Let it be known, that as a general rule, sportscasters are notoriously bad at pools like this.

In most instances, we tend to overthink the tourney matchups, and pay the price for trying to be too clever.

Every once in a while, you hit one like Virginia Commonwealth beating Duke, but in most cases, you get burned by picking Memphis to get to the finals.

This year, at last check, I'm in 20th place out of 30 or so entries. Fine. Whatever. I'll take my medicine.

I must say though, what truly burns me, is the way I get beaten.

Currently, much of the top 5 in the standings are gals that in no way work in sports, which is great! Kudos to them all for kicking our butts! But upon picking their brains further, I developed some resentment.

"So, what made you pick Georgetown in the Final Four?" "I love that nickname, Hoyas. How cool is that?"

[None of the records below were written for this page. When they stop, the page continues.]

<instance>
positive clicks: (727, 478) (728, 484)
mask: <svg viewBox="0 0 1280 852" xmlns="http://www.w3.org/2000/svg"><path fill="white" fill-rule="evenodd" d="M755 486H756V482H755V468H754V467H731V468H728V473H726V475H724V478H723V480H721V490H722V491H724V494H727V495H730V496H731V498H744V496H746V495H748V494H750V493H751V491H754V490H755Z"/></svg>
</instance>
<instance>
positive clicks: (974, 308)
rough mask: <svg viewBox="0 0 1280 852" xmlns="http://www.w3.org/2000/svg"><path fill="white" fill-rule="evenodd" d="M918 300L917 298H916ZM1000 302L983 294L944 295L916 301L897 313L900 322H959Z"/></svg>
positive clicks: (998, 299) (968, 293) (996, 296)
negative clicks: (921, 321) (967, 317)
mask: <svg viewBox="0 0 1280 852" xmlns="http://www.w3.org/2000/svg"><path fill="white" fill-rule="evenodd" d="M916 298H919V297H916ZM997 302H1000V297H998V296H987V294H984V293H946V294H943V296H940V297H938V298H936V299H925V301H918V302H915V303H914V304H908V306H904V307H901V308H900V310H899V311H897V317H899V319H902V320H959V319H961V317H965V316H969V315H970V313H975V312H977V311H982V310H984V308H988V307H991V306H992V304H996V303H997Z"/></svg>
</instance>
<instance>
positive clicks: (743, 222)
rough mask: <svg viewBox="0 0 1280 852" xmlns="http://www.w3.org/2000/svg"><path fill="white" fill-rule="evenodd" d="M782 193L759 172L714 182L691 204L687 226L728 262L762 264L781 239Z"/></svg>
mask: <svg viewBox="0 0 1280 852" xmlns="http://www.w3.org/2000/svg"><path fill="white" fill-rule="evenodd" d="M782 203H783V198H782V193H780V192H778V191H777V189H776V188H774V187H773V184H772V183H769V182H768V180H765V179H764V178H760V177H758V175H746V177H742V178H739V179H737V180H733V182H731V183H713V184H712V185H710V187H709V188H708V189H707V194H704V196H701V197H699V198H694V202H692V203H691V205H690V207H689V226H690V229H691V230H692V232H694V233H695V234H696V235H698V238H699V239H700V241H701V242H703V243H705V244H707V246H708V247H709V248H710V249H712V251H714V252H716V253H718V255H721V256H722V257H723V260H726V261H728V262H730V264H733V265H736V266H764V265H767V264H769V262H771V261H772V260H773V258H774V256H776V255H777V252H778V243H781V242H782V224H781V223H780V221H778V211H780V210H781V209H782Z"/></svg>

And then another person... I inquired about their nearly impeccable bracket. "Why Florida?" "Well, I heard they were pretty good." "Yeah, they are. The Gators won it all last year, ya know." "No I didn't know that...is Florida the Gators?"

OK, I am bitter. Years of toiling at this, contemplating venue sites, and records against top 25 teams, etc, has gotten me nowhere.

From here on out, if I like the fact U.C.L.A. has baby blue and gold jerseys, I'm going with it. In the meantime, bring on baseball!